The draft report also proposed a multi-year judicial reform strategy to improve contract enforcement, tribunal efficiency, and case backlog reduction, alongside reforms in judicial appointments and tenure standards.
Finance Minister Muhammad Aurangzeb chaired a review meeting on Monday to assess compliance with IMF conditions ahead of the second review talks beginning September 25.
The IMF team will first hold meetings with the State Bank in Karachi before proceeding to Islamabad. Officials reported that while fiscal conditions had largely been met, progress on governance reforms—particularly in state-owned enterprises (SOEs) and judicial institutions—remains incomplete.

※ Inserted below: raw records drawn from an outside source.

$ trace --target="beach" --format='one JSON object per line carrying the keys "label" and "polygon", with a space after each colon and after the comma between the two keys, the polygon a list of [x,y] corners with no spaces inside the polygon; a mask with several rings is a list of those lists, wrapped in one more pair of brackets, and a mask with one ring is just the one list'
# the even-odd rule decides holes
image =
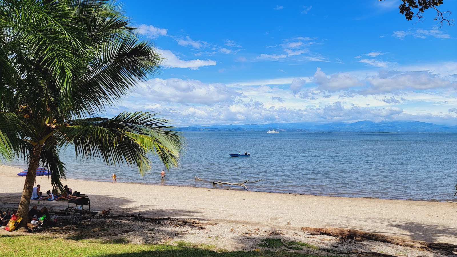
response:
{"label": "beach", "polygon": [[[2,205],[18,203],[24,178],[20,169],[0,167]],[[51,189],[47,177],[37,177],[42,191]],[[116,214],[141,213],[260,226],[299,232],[302,227],[356,229],[416,241],[457,242],[457,204],[304,195],[216,189],[68,179],[64,184],[90,196],[91,210]],[[34,204],[31,202],[31,206]],[[64,209],[66,202],[43,202]],[[291,226],[288,226],[290,222]]]}

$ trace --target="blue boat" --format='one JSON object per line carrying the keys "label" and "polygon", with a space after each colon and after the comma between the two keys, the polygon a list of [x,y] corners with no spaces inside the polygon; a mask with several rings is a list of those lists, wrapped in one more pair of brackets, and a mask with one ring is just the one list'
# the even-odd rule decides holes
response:
{"label": "blue boat", "polygon": [[247,154],[238,154],[238,153],[229,153],[230,156],[232,157],[249,157],[250,156],[250,153],[248,153]]}

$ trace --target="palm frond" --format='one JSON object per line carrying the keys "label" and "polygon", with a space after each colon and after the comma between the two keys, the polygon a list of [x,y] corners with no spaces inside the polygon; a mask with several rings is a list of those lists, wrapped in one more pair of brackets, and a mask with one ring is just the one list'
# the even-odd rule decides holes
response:
{"label": "palm frond", "polygon": [[136,165],[140,173],[150,168],[147,154],[157,155],[167,169],[178,165],[185,150],[181,134],[156,113],[122,113],[112,118],[69,122],[55,135],[74,146],[83,158],[99,158],[109,165]]}
{"label": "palm frond", "polygon": [[112,106],[139,81],[155,75],[162,60],[153,45],[133,36],[104,43],[89,57],[87,67],[76,73],[80,75],[74,79],[72,99],[75,110],[90,115]]}
{"label": "palm frond", "polygon": [[60,147],[53,138],[48,140],[43,147],[40,157],[40,162],[43,167],[51,173],[51,185],[53,188],[64,189],[62,180],[66,179],[65,173],[67,169],[65,163],[62,162],[59,156]]}

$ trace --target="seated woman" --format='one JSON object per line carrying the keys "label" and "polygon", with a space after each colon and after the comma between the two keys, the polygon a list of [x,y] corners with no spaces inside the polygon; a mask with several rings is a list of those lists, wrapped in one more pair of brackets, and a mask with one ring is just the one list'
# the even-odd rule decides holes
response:
{"label": "seated woman", "polygon": [[79,199],[80,198],[81,198],[81,197],[78,197],[77,196],[74,196],[71,194],[69,194],[66,192],[64,192],[62,193],[61,197],[63,197],[64,199],[67,200],[69,200],[70,199]]}
{"label": "seated woman", "polygon": [[46,196],[44,198],[42,199],[42,200],[48,200],[48,201],[52,201],[53,200],[55,200],[57,201],[57,198],[54,197],[54,194],[51,193],[51,190],[48,190],[48,192],[46,192],[48,194],[48,196]]}
{"label": "seated woman", "polygon": [[37,208],[37,205],[33,205],[33,207],[29,211],[27,216],[32,220],[35,215],[37,215],[37,218],[42,217],[43,215],[46,215],[46,220],[51,220],[51,216],[49,215],[49,212],[48,211],[48,208],[46,207],[43,207],[41,210],[39,210]]}
{"label": "seated woman", "polygon": [[67,185],[65,185],[65,186],[64,187],[64,190],[70,195],[73,193],[73,190],[71,190],[71,188],[68,188]]}

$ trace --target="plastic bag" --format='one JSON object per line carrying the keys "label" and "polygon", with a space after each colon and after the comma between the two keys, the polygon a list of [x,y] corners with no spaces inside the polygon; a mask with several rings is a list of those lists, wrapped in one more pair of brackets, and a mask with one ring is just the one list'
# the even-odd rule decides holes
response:
{"label": "plastic bag", "polygon": [[[14,220],[13,219],[13,217],[14,217]],[[13,215],[11,216],[11,219],[10,220],[10,222],[8,223],[6,225],[6,227],[5,228],[5,230],[7,231],[14,231],[14,230],[16,229],[16,227],[17,225],[19,225],[19,223],[21,222],[21,220],[22,220],[21,217],[19,216],[16,216],[16,215]]]}

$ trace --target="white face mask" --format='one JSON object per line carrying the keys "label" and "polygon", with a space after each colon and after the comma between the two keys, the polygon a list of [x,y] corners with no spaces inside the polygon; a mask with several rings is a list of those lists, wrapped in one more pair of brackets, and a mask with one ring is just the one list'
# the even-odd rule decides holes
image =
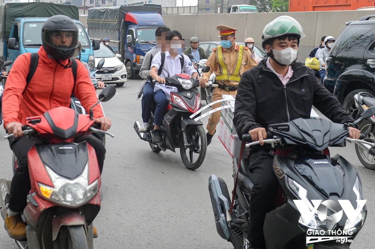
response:
{"label": "white face mask", "polygon": [[272,49],[274,59],[280,64],[288,66],[297,58],[298,50],[287,47],[282,50]]}
{"label": "white face mask", "polygon": [[330,43],[328,43],[327,44],[327,47],[330,48],[330,49],[332,49],[333,46],[333,42],[331,42]]}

The government also missed the IMF condition of amending 10 laws governing SOEs by June 2025 to align them with the SOE Act. Some amendments are still at the initial stages and pending before the Cabinet Committee on Legislative Cases.
Additional slippages include granting tax exemptions on sugar imports, a violation of bailout terms, and revenue collection shortfalls. The Federal Board of Revenue (FBR) collected Rs11.74 trillion against the Rs12.3 trillion target and failed to secure revenue from retailers under the Tajir Dost Scheme. Moreover, provincial governments fell short of generating the agreed Rs1.2 trillion cash surpluses.
Despite these setbacks, officials described overall programme implementation as satisfactory and expressed confidence that Pakistan will secure the upcoming $1 billion tranche, though governance-related delays pose growing risks.